VİYANA (AA) – Avusturya’da merkez sağ Halk Partisi (ÖVP), Sosyal Demokrat Parti (SPÖ) ve liberal Yeni Avusturya Partisinden (NEOS) oluşan üçlü koalisyon hükümeti, WhatsApp ve Telegram gibi mesajlaşma uygulamalarının terör ve ulusal güvenlik gerekçesiyle denetlenmesi için yasa tasarısı hazırladı.
Ülkede uzun yıllardır tartışılan, WhatsApp ve Telegram gibi dijital ortamda mesajlaşma imkanı sunan uygulamaların denetlenmesine ilişkin yasa tasarısı, meclis alt komisyonuna gönderildi.
İçişleri Bakanı Gerhard Karner, güvenlik, ekonomi gibi konuların ele alındığı, Bakanlar Kurulu üyeleri ve 3 partinin yetkililerinin katılımıyla yapılan 2 günlük hükümet çalışmasının ilk gününde alınan kararlara ilişkin basını bilgilendirdi.
Karner, ülke güvenliği açısından uzun zamandır talep ettiği, olası terör saldırısı veya yapılanmasının önlenmesi, ulusal güvenliği tehdit edecek bir durumun bertarafı için mesajlaşma uygulamalarının denetlenmesine olanak sağlayacak ilk yasal tasarının meclis alt komisyonuna gönderilmesinden duyduğu memnuniyeti dile getirdi.

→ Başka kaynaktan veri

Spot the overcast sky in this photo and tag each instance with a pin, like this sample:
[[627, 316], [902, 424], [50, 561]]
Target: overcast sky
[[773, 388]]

Bu denetlemenin, terör, ulusal tehdit ve casusluk durumlarında hakimin izni ve kişisel verilerin korunmasından sorumlu bir yetkilinin gözetiminde yapılacağını belirten Karner, sıradan vatandaşların bu durumdan etkilenmeyeceğini söyledi.
Denetlemenin yapılabilmesi için belirli şartların gerektiğini anlatan Karner, bunun 3 ayla sınırlı olacağını ve tahminen yıllık 30-35 vakanın denetleneceğini kaydetti.
Karner, yasa tasarısının meclisin alt komisyonunda 8 hafta kadar inceleneceğini, büyük olasılıkla yaz aylarında düzenlemenin hayata geçirilmesinin öngörüldüğünü bildirdi.
Yasa tasarısına muhalefetteki partiler mesafeli dururken, ülke basınında, koalisyon ortaklarından NEOS’un da tasarıdaki bazı kısımlara katılmadığı ve komisyon sürecinde fikir ayrılıklarının giderilmesi için çalışmalar yapılacağı belirtildi.
Avusturya’da, başta İçişleri Bakanı Karner olmak üzere, istihbarat birimleri tarafından uzun süredir yürürlüğe sokulmak istenen düzenlemeye, çeşitli sivil toplum kuruluşları, kişisel verilerin korunması ve özgürlüklerin kısıtlanacağı gerekçesiyle karşı çıkıyordu.